2) “Because experiments can be undermined by a vast number of practical mistakes, the likeliest explanation for any failed replication will always be that the replicator bungled something along the way.  Unless direct replications are conducted by flawless experimenters, nothing interesting can be learned from them.”

Upon reading this statement, I withheld some hope that clarification would be forthcoming in the body of the text; clarification that might serve to negate the glaring oversight in Dr. Mitchell’s claim.  Indeed, further clarification was provided, but instead of negating his error, Dr. Mitchell doubled down on his mistake.

Lest I get ahead of myself as I explore this idea (albeit in much briefer terms than the previous point), allow me to bludgeon you, dear reader, with the obvious: Dr. Mitchell fails to account for the fact that the replicator may be a more skilled experimenter than the scientist who produced the original finding.

Dr. Mitchell is correct about one thing in this analysis.  It is clearly possible that the replicator might have “bungled something along the way.”  It happens.  As humans, we err.  This is undeniable and hardly worth pointing out.  Except, it seems that Dr. Mitchell struggles not only with the philosophical side of science, but also with the self-evident traits of humanity.  Certainly, this is a forgivable oversight, however.  He is, after all, only a scientist working in a discipline dedicated to understanding the traits of humanity.  But I digress.
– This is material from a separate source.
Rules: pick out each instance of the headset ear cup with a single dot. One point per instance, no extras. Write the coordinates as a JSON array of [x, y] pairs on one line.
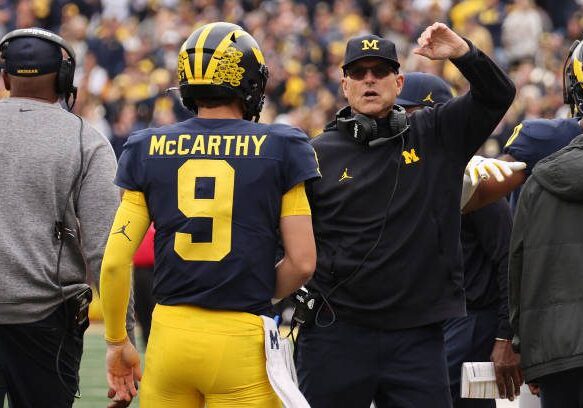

The problem is that the statement can easily be reversed.  Let me give it a try: “Because experiments can be undermined by a vast number of practical mistakes, the likeliest explanation for any positive experimental result will always be that the researcher bungled something along the way.  Unless original research is conducted by flawless experimenters, nothing interesting can ever be learned from it.”  If that sounds to you like absolute garbage, you are absolutely correct.  Dr. Mitchell’s great failure is in assuming inerrancy on the part of original researchers and incompetence on the part of replicators.  In reality, replicators and original researchers are often the very same people.  As a reputable scientist, it should be part of every researcher’s job to do both original research and replication studies as the need arises for either.  There would be nothing wrong with specializing in one or the other, but a well-balanced approach to research by doing some of both is probably the best way to advance not only the collective scientific knowledge but one’s personal knowledge of one’s own discipline.  Putting aside the old bugaboo of academic politics, I would think the best way to advance the goal, not necessarily of career advancement but of scientific advancement, would be to do a bit of both.  Nevermind all that, though.  Let’s assume for the moment that we have entered into a fantasy world where scientists are allowed to do either original research or replications but not both.  Is there some magical force that bestows competence disproportionately upon one rather than the other?  Of course not.  There will be incompetents and geniuses on both sides, and the average will always be average.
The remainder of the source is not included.